McKay v. Consolidated American Insurance

256 S.E.2d 93 | Ga. Ct. App. | 1979

149 Ga. App. 691 (1979)
256 S.E.2d 93

McKAY et al.
v.
CONSOLIDATED AMERICAN INSURANCE COMPANY, INC.

57284.

Court of Appeals of Georgia.

Submitted February 6, 1979.
Decided April 24, 1979.

Dye & Williams, William J. Williams, for appellants.

Fulcher, Hagler, Harper & Reed, Wiley S. Obenshain, III, G. Larry Bonner, for appellee.

BANKE, Presiding Judge.

This appeal is from the grant of the defendant's motion to dismiss after hearing, a suit brought against it to collect money damages under a homeowner's fire *692 insurance policy. The ground of the motion was that the plaintiffs had ceased to be the real parties in interest in the action.

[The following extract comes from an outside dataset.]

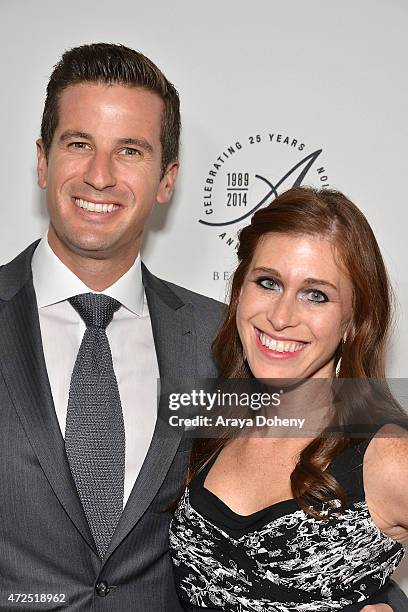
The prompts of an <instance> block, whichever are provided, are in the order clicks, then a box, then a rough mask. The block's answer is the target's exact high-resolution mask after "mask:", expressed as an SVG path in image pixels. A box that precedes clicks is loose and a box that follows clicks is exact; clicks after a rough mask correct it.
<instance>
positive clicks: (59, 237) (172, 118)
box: [0, 44, 398, 612]
mask: <svg viewBox="0 0 408 612" xmlns="http://www.w3.org/2000/svg"><path fill="white" fill-rule="evenodd" d="M179 129H180V118H179V100H178V95H177V92H176V90H175V89H174V87H173V86H172V85H171V84H170V83H169V82H168V81H167V79H165V77H164V76H163V74H162V73H161V72H160V71H159V70H158V68H157V67H156V66H155V65H154V64H153V63H152V62H151V61H150V60H148V59H147V58H146V57H144V56H143V55H141V54H139V53H136V52H135V51H133V50H131V49H128V48H126V47H122V46H118V45H106V44H96V45H87V46H83V47H78V48H75V49H72V50H70V51H68V52H67V53H65V54H64V56H63V57H62V59H61V61H60V63H59V64H58V65H57V66H56V68H55V69H54V71H53V73H52V75H51V79H50V82H49V84H48V88H47V98H46V102H45V108H44V114H43V121H42V128H41V139H39V140H38V142H37V150H38V183H39V186H40V187H41V188H42V189H46V192H47V206H48V210H49V215H50V224H49V229H48V232H47V236H45V237H44V238H43V239H42V240H41V241H39V242H36V243H34V244H32V245H31V246H30V247H28V248H27V249H26V250H25V251H24V252H23V253H21V254H20V255H19V256H18V257H17V258H16V259H14V260H13V261H12V262H11V263H9V264H7V265H5V266H3V267H2V268H1V269H0V338H1V346H0V487H1V501H0V610H2V611H9V610H64V609H66V610H72V611H90V610H93V611H95V612H99V611H101V612H102V611H106V612H108V611H111V612H128V611H132V610H134V611H138V612H139V611H140V612H181V610H182V608H181V606H180V603H179V600H178V598H177V594H176V592H175V587H174V582H173V576H172V568H171V564H170V560H169V556H168V541H167V539H168V527H169V519H170V511H169V507H170V506H171V504H172V503H173V502H174V500H175V499H176V498H177V495H178V492H179V490H180V487H181V485H182V483H183V480H184V478H185V475H186V470H187V464H188V458H189V444H188V441H187V440H183V439H182V436H181V434H180V433H179V432H178V431H175V430H172V429H171V428H169V427H168V425H166V423H165V421H162V420H160V419H157V418H156V379H157V377H159V376H160V379H161V381H162V383H163V384H166V385H170V388H171V386H172V385H177V383H183V381H185V380H187V379H190V380H195V379H196V378H209V377H214V376H216V374H217V372H216V368H215V365H214V363H213V360H212V356H211V350H210V345H211V340H212V338H213V337H214V335H215V333H216V328H217V326H218V324H219V321H220V319H221V317H222V306H221V305H220V304H218V303H217V302H214V301H213V300H210V299H208V298H205V297H203V296H199V295H197V294H194V293H192V292H190V291H187V290H185V289H182V288H180V287H177V286H175V285H172V284H170V283H166V282H163V281H161V280H159V279H158V278H156V277H155V276H153V275H152V274H151V273H150V272H149V271H148V270H147V269H146V267H145V266H144V265H143V264H142V263H141V261H140V247H141V242H142V236H143V229H144V226H145V222H146V220H147V218H148V216H149V213H150V210H151V208H152V205H153V203H154V202H155V201H156V202H158V203H159V204H166V203H167V202H168V201H169V199H170V197H171V194H172V191H173V187H174V183H175V180H176V177H177V173H178V141H179ZM166 255H167V256H169V254H166ZM396 593H397V595H396V596H397V597H398V592H397V591H396ZM383 601H390V602H391V601H396V600H392V593H391V595H387V594H384V595H383ZM374 609H375V608H373V610H374ZM385 609H386V608H384V607H382V606H381V607H379V608H378V612H380V610H384V611H385ZM387 609H389V608H387ZM395 609H397V608H395Z"/></svg>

Damage to the house in question was apparently caused by interior water resulting from the freezing and rupturing of water pipes. The house had been newly purchased and was not yet occupied. Plaintiffs made demand on the defendant insurer for their loss and were denied. After suit was filed but before repairs were undertaken, the plaintiffs' mortgage company foreclosed on the house, and no confirmation or deficiency proceeding was subsequently undertaken. Held:

Assuming that the loss was covered under the policy, the plaintiffs' recovery would be limited under the terms of the policy to the cost of repair. However, the plaintiffs have expended no sums to repair the premises, and it is clear that they no longer have any interest in doing so. They have, in short, suffered no loss.

The plaintiffs contend that their entitlement to recovery vested in them at the time of the loss, making the subsequent foreclosure irrelevant. This proposition is unique in Georgia, and the plaintiffs have not guided us to any authority in support of it in other jurisdictions. The Supreme Court of Wisconsin has held that the amount of damage should be determined as of the time of loss, but "recovery is contingent on the right of the insurer to restore the building to its former usefulness. When there are other related parties by contract, may not the building be restored by others who have the right to do so, and thus defeat the right of recovery by one who has no loss in fact? The court looks to the substance of the whole transaction rather than to seek a metaphysical hypothesis upon which to justify a loss that is no loss." Ramsdell v. Ins. Co. of No. Amer., 221 NW 654 (1928). Under the terms of the insurance contract presented here, it is specified that any loss payable would be paid to the mortgagee, and the insured "as interests appear." Such a clause was the subject of litigation in Simmons v. American Sec. Ins. Co., 107 Ga. App. 364 (130 SE2d 351) (1963), wherein it was held that "the insured may not over timely special demurrer, sue in his own name to recover the loss to the exclusion of the mortgagee."

*693 For the above reasons, we hold that the trial court was correct in dismissing the complaint.

Judgment affirmed. Underwood and Carley, JJ., concur.